Niente tablet, nessuna scenata e libertà totale per i suoi «matti» Elkjaer e Garella: così, 40 anni fa, guidava il Verona a una cavalcata che ha il profumo dell'impresa

Dalla nebbia della Bovisa al tricolore strappato a Maradona e Platini: la lezione di un uomo che ha conquistato l’Italia trasformando la normalità in leggenda

Osvaldo Bagnoli portato in trionfo dai tifosi per la conquista dello scudetto

L’UOMO CHE VENIVA DALLA NEBBIA

C’è una differenza sostanziale tra l’essere semplici e l’essere banali.
Osvaldo Bagnoli, nato nel 1935 alla Bovisa – quartiere milanese di operai, ciminiere e nebbia vera – ha passato la vita a spiegare questa differenza. Senza parlare troppo, ovviamente. 
Oggi gli allenatori sono guru, influencer, manager.
Bagnoli sembrava un capomastro. Uno di quelli che arrivano in cantiere presto, guardano il lavoro da fare, si rimboccano le maniche della camicia e con due parole mettono in riga la squadra.

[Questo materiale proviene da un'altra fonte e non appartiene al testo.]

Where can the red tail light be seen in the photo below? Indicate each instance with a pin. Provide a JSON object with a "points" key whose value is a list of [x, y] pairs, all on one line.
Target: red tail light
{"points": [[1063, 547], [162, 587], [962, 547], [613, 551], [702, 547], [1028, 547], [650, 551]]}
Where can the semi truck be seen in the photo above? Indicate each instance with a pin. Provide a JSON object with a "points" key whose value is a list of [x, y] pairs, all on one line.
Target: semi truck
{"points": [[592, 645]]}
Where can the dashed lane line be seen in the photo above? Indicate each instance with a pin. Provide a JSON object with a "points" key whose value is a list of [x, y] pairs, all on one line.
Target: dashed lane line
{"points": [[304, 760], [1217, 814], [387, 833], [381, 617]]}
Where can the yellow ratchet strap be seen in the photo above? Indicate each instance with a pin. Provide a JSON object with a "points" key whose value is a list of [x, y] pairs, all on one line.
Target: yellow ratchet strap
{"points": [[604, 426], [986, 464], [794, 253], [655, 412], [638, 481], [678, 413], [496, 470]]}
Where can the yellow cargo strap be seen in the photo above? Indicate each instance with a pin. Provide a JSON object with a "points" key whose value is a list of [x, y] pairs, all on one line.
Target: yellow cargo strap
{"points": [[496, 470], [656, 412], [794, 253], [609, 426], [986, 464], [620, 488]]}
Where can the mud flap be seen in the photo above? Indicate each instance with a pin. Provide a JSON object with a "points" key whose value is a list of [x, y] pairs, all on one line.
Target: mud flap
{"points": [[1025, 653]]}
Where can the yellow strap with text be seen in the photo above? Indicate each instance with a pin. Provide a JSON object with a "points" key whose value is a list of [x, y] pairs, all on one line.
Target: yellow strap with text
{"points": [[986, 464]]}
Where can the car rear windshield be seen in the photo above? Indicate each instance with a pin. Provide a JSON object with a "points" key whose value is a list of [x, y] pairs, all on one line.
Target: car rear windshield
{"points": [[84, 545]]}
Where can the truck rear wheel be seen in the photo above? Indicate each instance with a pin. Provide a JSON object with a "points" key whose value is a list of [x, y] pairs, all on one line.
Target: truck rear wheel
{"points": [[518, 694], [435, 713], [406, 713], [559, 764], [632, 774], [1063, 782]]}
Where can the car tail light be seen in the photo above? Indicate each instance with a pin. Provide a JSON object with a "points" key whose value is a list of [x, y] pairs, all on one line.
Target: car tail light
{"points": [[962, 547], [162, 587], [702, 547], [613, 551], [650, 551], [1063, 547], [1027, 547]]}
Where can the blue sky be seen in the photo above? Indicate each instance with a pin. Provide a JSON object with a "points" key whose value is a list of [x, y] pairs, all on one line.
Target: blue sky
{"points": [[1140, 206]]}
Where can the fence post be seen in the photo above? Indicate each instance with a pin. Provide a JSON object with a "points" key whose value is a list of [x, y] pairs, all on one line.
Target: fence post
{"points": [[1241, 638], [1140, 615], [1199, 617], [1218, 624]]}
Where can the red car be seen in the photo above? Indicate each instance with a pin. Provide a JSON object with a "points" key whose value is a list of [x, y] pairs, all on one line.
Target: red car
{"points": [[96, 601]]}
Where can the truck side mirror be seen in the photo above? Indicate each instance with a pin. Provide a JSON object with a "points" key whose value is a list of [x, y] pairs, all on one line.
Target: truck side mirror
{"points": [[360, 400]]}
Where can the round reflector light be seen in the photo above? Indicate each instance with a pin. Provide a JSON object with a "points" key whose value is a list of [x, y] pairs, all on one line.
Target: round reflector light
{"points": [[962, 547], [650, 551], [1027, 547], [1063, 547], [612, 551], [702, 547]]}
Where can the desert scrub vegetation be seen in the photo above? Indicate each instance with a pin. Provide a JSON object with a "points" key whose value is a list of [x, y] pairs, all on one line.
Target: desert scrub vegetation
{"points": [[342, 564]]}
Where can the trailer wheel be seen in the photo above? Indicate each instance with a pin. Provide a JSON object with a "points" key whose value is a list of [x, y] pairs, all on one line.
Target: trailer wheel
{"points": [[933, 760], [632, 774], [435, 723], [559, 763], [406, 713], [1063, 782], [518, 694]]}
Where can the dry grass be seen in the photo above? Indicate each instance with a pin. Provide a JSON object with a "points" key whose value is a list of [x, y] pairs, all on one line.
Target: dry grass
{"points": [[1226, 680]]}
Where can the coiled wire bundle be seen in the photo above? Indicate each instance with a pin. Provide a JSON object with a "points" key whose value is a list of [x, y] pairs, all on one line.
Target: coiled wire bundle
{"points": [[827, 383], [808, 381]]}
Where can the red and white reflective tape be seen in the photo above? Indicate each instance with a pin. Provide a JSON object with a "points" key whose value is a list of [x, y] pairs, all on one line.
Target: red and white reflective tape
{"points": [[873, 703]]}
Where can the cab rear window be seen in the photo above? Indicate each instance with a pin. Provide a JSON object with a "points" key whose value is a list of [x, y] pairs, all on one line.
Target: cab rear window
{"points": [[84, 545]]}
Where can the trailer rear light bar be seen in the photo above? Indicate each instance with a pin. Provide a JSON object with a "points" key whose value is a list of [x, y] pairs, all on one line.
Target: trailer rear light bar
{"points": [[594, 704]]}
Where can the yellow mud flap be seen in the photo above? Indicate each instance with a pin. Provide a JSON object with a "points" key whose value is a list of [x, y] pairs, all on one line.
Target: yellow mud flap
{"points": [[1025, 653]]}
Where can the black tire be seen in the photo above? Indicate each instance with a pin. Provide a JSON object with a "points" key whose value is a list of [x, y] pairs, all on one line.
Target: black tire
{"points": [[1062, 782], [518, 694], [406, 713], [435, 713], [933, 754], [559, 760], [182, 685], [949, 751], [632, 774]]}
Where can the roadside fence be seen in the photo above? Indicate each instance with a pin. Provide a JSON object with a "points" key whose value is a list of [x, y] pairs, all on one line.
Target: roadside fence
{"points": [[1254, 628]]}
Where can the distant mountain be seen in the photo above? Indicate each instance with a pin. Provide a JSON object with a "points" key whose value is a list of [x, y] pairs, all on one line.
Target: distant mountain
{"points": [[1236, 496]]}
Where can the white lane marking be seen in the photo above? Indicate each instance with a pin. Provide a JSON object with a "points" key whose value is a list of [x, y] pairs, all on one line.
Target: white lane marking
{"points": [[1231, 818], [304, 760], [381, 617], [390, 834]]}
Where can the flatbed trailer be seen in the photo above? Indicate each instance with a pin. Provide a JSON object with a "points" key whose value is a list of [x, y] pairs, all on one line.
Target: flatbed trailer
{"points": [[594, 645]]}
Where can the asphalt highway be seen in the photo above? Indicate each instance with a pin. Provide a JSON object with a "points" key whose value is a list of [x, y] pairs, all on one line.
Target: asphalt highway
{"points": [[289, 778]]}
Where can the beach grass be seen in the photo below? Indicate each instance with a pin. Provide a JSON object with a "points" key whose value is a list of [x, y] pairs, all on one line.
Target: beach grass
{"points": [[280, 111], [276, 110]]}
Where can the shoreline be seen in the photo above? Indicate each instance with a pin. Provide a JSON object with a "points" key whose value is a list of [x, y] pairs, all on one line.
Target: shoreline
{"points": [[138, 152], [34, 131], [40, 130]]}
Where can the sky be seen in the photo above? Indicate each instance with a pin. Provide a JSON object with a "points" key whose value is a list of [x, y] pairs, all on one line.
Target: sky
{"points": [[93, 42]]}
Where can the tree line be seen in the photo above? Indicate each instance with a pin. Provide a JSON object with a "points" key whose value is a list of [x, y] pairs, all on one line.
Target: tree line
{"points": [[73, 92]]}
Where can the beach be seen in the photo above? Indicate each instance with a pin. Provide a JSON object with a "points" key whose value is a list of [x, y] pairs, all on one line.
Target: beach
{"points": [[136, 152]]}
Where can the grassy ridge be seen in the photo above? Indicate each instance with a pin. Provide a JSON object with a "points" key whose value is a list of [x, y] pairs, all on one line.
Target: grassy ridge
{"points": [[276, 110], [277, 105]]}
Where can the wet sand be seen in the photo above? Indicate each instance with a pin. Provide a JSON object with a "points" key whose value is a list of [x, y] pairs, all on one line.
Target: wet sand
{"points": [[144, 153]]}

Nel 1985, contro la Juventus di Platini e il Napoli di Maradona, questo "capomastro" ha costruito l’impresa più impossibile del calcio italiano moderno: portare lo Scudetto a VeronaNon era il Leicester, che è stata una favola isolata.
Quello di Bagnoli è stato un capolavoro di architettura calcistica costruito anno dopo anno, dalla Serie B alla vetta d'Italia.

LO SPOGLIATOIO DEI "PIRATI"

Per capire la grandezza di Bagnoli bisogna guardare chi allenava. Non aveva soldatini. Aveva gente che le grandi squadre avevano scartato o non capivano.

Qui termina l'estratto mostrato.